There are 2 types of LPA forms:

  • LPA Form 1: If you wish to grant Donee(s) general powers with basic restrictions.
  • LPA Form 2: If you wish to grant Donee(s) customised powers. Should you choose this option, you need to get a lawyer involved to draft the clauses in your LPA Form 2.

Most Singapore Citizen (98% of them!) keep things simple and opt for LPA Form 1.

LPA Form 1  LPA Form 2 
Singapore Citizens $0 (fee of $70 waived until 31 Mar 2026)  $185
Singapore Permanent Residents $90 $230
Foreigners $230 $275

Source: MSF

 

6. Advance Medical Directive (AMD)

An Advance Medical Directive or AMD is a legal document which prevents your family from prolonging your life using extraordinary life-sustaining treatment.

For instance, if you fall into a coma or become terminally ill, your family won’t be able to keep you alive for an extended period by hooking you up to certain types of machines.
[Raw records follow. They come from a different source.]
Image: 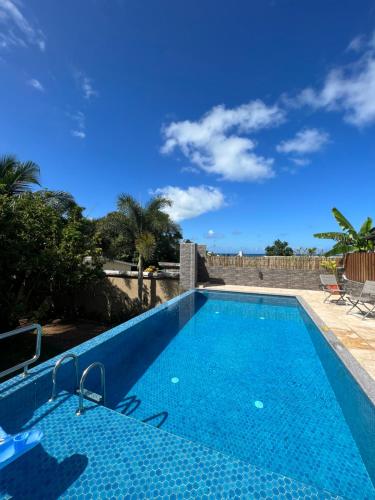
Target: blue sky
[0,0,375,252]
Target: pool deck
[201,285,375,381]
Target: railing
[49,353,79,403]
[76,361,106,416]
[0,324,42,378]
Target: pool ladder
[49,353,106,416]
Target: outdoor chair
[346,280,375,319]
[320,274,346,302]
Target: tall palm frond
[314,208,374,257]
[0,155,40,196]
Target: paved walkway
[203,285,375,380]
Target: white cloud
[74,71,99,101]
[71,130,86,139]
[0,0,46,51]
[181,167,200,174]
[161,100,285,181]
[276,128,329,155]
[290,158,311,167]
[204,229,224,240]
[293,35,375,127]
[68,111,86,139]
[153,186,225,222]
[346,35,366,52]
[27,78,44,92]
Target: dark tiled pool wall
[301,308,375,485]
[0,293,197,432]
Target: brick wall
[180,243,342,290]
[205,266,324,290]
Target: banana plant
[314,208,374,257]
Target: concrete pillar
[180,243,198,290]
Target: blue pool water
[97,292,374,498]
[0,291,375,500]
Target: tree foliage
[265,240,294,256]
[0,192,102,330]
[0,155,40,196]
[96,194,182,300]
[314,208,374,257]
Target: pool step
[77,389,103,404]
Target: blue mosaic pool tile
[0,395,339,499]
[104,294,374,498]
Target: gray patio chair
[320,274,346,302]
[346,280,375,319]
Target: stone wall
[180,243,338,290]
[77,274,180,322]
[203,266,325,290]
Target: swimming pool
[0,291,375,498]
[102,292,372,497]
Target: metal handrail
[49,353,79,403]
[0,323,42,378]
[76,361,106,416]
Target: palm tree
[0,155,40,196]
[37,189,77,216]
[314,208,374,257]
[117,194,171,303]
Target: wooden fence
[206,255,342,271]
[344,252,375,282]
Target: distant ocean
[219,252,266,257]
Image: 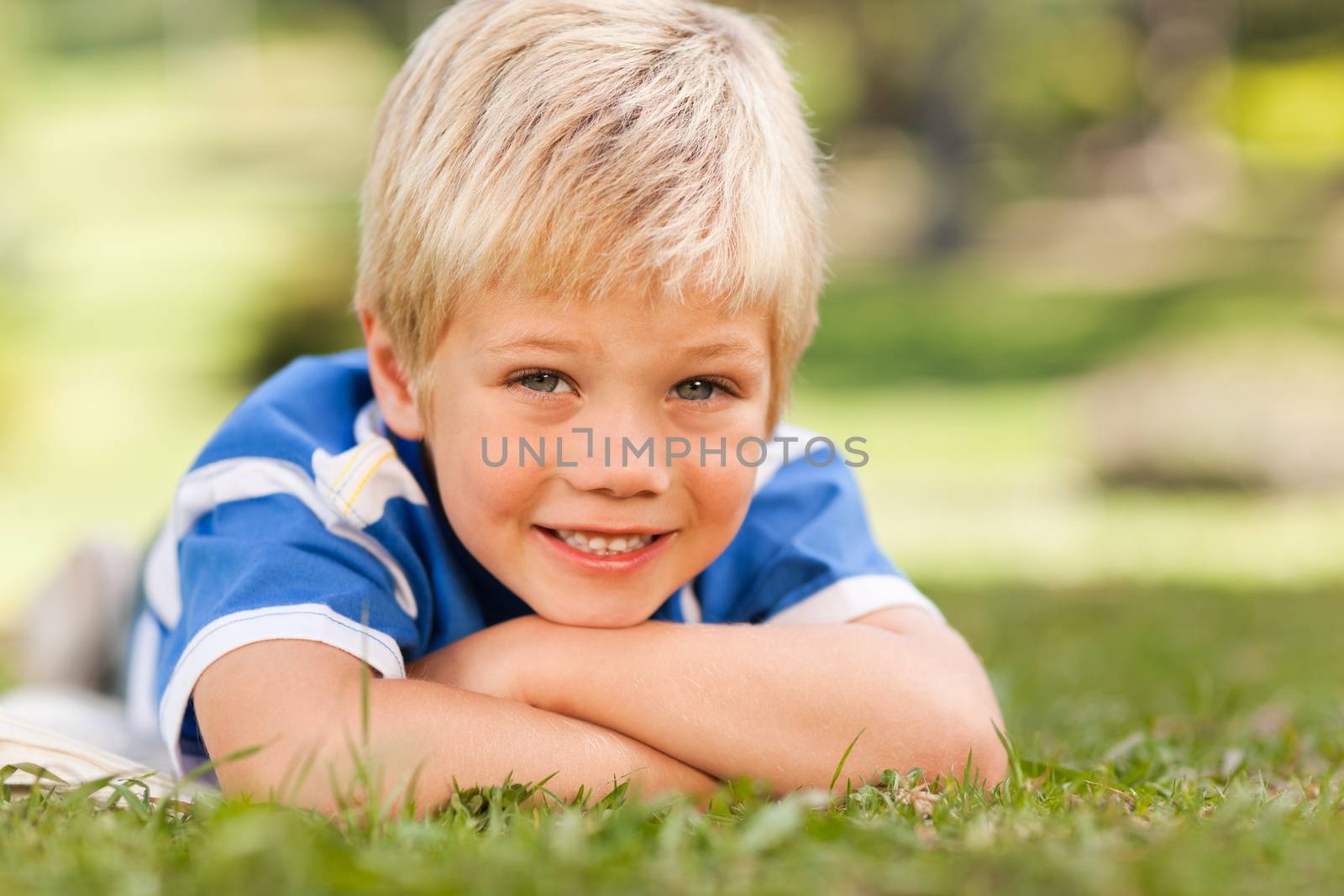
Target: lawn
[0,577,1344,894]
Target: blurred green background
[0,0,1344,617]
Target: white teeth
[555,529,654,556]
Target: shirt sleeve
[146,461,417,773]
[692,443,945,625]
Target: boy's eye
[672,376,738,401]
[676,380,715,401]
[513,372,574,392]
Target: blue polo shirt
[126,349,941,773]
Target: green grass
[8,587,1344,894]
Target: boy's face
[381,283,770,627]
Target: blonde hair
[354,0,827,427]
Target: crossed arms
[193,607,1006,810]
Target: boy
[129,0,1005,809]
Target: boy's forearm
[507,611,1001,791]
[346,679,717,806]
[197,642,717,811]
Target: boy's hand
[406,616,549,703]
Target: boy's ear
[359,309,425,442]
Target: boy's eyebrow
[681,341,764,361]
[482,336,764,361]
[482,336,589,354]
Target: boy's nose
[558,426,679,497]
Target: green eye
[676,380,715,401]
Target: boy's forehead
[449,283,769,360]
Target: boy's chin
[527,598,657,629]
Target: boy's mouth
[538,525,665,558]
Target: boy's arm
[423,607,1006,793]
[193,641,717,811]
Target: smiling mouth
[539,525,664,558]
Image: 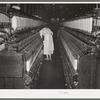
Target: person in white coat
[40,27,54,60]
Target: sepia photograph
[0,2,100,90]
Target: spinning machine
[0,13,46,89]
[58,16,100,89]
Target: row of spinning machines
[0,12,46,89]
[0,12,100,89]
[58,16,100,89]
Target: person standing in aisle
[40,26,54,60]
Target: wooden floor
[37,26,65,89]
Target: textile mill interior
[0,3,100,89]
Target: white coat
[40,28,54,55]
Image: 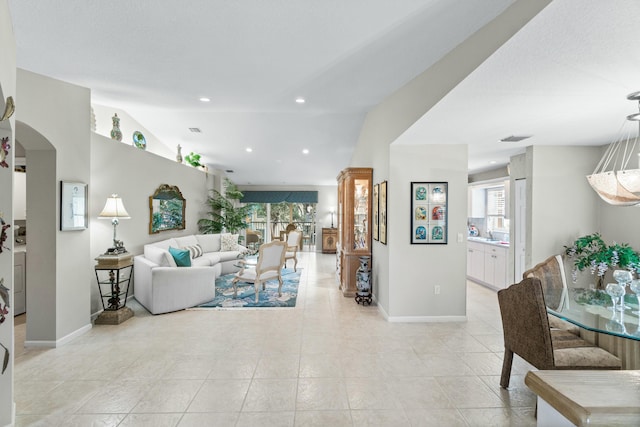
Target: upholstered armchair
[498,277,622,388]
[246,230,262,249]
[522,255,580,335]
[231,241,287,302]
[284,230,302,271]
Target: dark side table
[95,252,133,325]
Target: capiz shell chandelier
[587,92,640,206]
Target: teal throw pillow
[169,246,191,267]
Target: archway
[15,121,57,343]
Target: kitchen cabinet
[484,245,507,289]
[337,168,373,297]
[467,242,485,281]
[467,240,509,290]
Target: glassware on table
[604,310,627,334]
[605,283,624,311]
[613,270,633,311]
[629,279,640,316]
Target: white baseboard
[387,316,467,323]
[24,323,93,348]
[374,296,467,323]
[91,294,135,323]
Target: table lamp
[98,194,131,255]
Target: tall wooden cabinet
[336,168,373,297]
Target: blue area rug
[197,268,300,308]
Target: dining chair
[246,230,262,250]
[231,241,287,302]
[284,230,302,271]
[498,277,622,388]
[522,255,580,335]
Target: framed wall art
[60,181,89,231]
[378,181,387,245]
[411,182,448,245]
[371,184,380,240]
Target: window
[487,186,509,232]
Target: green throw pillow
[169,246,191,267]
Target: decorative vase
[356,256,371,305]
[111,113,122,141]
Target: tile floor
[14,252,535,427]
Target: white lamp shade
[616,169,640,196]
[587,171,640,206]
[98,194,131,219]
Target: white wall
[350,0,550,316]
[527,146,601,266]
[90,135,211,314]
[387,144,468,321]
[16,70,91,345]
[0,0,19,426]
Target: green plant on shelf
[184,151,202,168]
[565,233,640,289]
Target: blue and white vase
[356,256,371,297]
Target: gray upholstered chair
[498,277,621,388]
[284,230,302,271]
[246,230,262,250]
[231,241,287,302]
[522,255,580,335]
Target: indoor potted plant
[565,233,640,289]
[198,178,253,234]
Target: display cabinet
[337,168,373,297]
[322,228,338,254]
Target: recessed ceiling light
[500,135,531,142]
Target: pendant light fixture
[587,91,640,206]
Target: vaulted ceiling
[10,0,640,185]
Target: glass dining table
[545,288,640,341]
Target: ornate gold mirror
[149,184,187,234]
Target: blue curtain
[240,191,318,203]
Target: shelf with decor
[336,168,373,297]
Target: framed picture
[60,181,88,231]
[378,181,387,245]
[371,184,380,240]
[411,182,448,245]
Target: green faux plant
[198,178,253,234]
[565,233,640,288]
[184,151,202,168]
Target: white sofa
[133,234,246,314]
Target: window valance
[240,191,318,203]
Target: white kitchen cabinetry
[467,241,509,290]
[484,245,507,289]
[467,242,485,281]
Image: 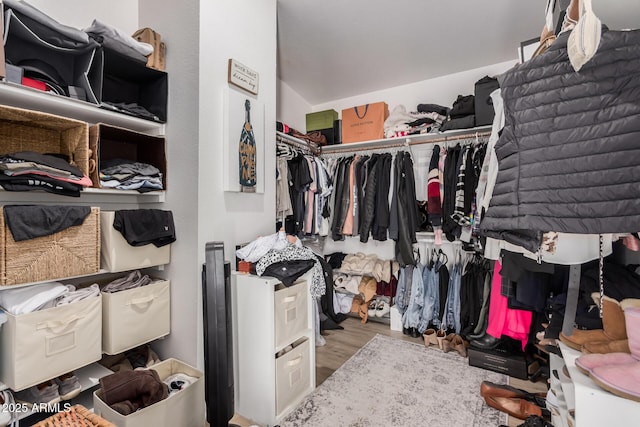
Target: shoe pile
[422,328,469,357]
[480,381,551,425]
[576,307,640,402]
[16,372,82,405]
[368,298,391,317]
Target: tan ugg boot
[560,295,627,351]
[582,340,631,354]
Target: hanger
[438,249,449,265]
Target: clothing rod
[276,131,320,156]
[322,127,491,154]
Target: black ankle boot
[470,334,500,350]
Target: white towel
[567,0,602,71]
[0,282,69,315]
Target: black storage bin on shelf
[3,0,102,104]
[92,48,169,123]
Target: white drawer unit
[276,340,311,413]
[231,273,316,426]
[274,282,311,350]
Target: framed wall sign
[228,59,259,95]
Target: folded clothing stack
[100,159,163,193]
[0,151,92,197]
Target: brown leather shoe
[480,381,547,404]
[582,340,631,354]
[484,396,549,420]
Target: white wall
[198,0,276,260]
[198,0,276,372]
[137,0,201,367]
[27,0,141,34]
[312,58,517,114]
[276,79,312,133]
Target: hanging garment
[371,153,395,242]
[360,154,380,243]
[276,157,293,222]
[418,261,441,333]
[395,151,418,265]
[442,145,461,242]
[440,263,462,334]
[481,29,640,252]
[487,261,532,351]
[285,155,311,237]
[402,264,424,328]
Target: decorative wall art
[223,88,264,193]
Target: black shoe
[470,334,500,350]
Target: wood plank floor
[231,318,546,427]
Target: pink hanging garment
[487,261,533,350]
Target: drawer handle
[287,356,302,366]
[127,295,155,305]
[36,314,84,333]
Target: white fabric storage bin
[0,296,102,391]
[100,211,171,272]
[93,359,205,427]
[102,280,171,354]
[274,282,309,349]
[276,340,311,414]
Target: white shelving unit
[0,82,164,135]
[560,343,640,427]
[231,272,316,426]
[0,67,170,422]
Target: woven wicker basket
[34,405,116,427]
[0,207,100,285]
[0,106,89,175]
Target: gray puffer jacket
[481,28,640,251]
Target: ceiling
[277,0,640,105]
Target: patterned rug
[280,335,507,427]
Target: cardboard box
[342,102,389,144]
[93,359,205,427]
[89,123,167,190]
[131,27,165,71]
[102,280,171,354]
[307,110,338,132]
[0,296,102,391]
[100,211,171,272]
[468,347,528,380]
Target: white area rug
[280,335,507,427]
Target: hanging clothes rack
[276,131,321,156]
[322,127,491,154]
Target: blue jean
[442,264,462,334]
[395,265,413,314]
[418,264,440,332]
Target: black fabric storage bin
[474,76,500,126]
[3,2,101,104]
[94,48,169,123]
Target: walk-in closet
[0,0,640,427]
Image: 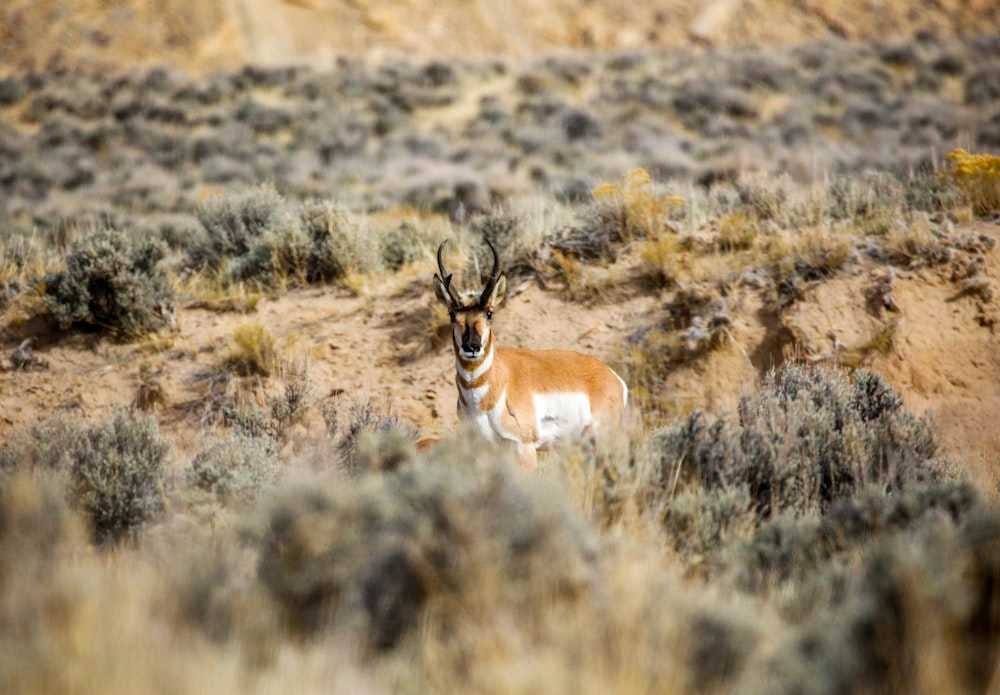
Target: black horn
[479,237,500,306]
[438,239,462,309]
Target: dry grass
[948,149,1000,216]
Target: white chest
[534,392,593,447]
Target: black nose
[462,326,483,352]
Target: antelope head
[434,239,507,360]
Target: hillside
[0,6,1000,695]
[0,0,1000,74]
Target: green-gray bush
[259,442,596,650]
[748,500,1000,693]
[42,229,171,338]
[653,365,943,519]
[0,408,170,542]
[187,434,280,503]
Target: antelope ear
[487,273,507,306]
[434,275,451,309]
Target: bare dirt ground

Note that an AMD is made through a doctor, not a lawyer. There are 2 ways to get an AMD form:

Your next step is to make a doctor’s appointment and sign the form in the presence of the doctor and another witness over the age of 21, who can be a nurse or other employee at the clinic. You then submit the completed form to the Registrar of Advance Medical Directives. You will receive an acknowledgement when the AMD has been successfully registered.

 

7. Trust

Most Singaporeans don’t set up trusts, since there is no capital gains tax or estate duty in Singapore. But if you’ve got assets across jurisdictions or are rich enough to worry about your wealth being protected and preserved after you die, then you should see a lawyer about setting up a trust.

A trust enables you to manage your assets and investments from beyond the grave (through appointed trustees, not ouija boards), to ensure greater longevity and tax savings for your wealth.

For instance, if you pass away before your children become adults, you can have your investments managed in a trust, with the kids as beneficiaries.

Private trusts are confidential, which is why some people use them to hide any wealth they’re bequeathing to a second family or secret lover. They can thus be a good way to keep tongues from wagging or rifts from forming in the family when you’re gone.

Trust planning is not something you can do by yourself, so definitely consult a lawyer.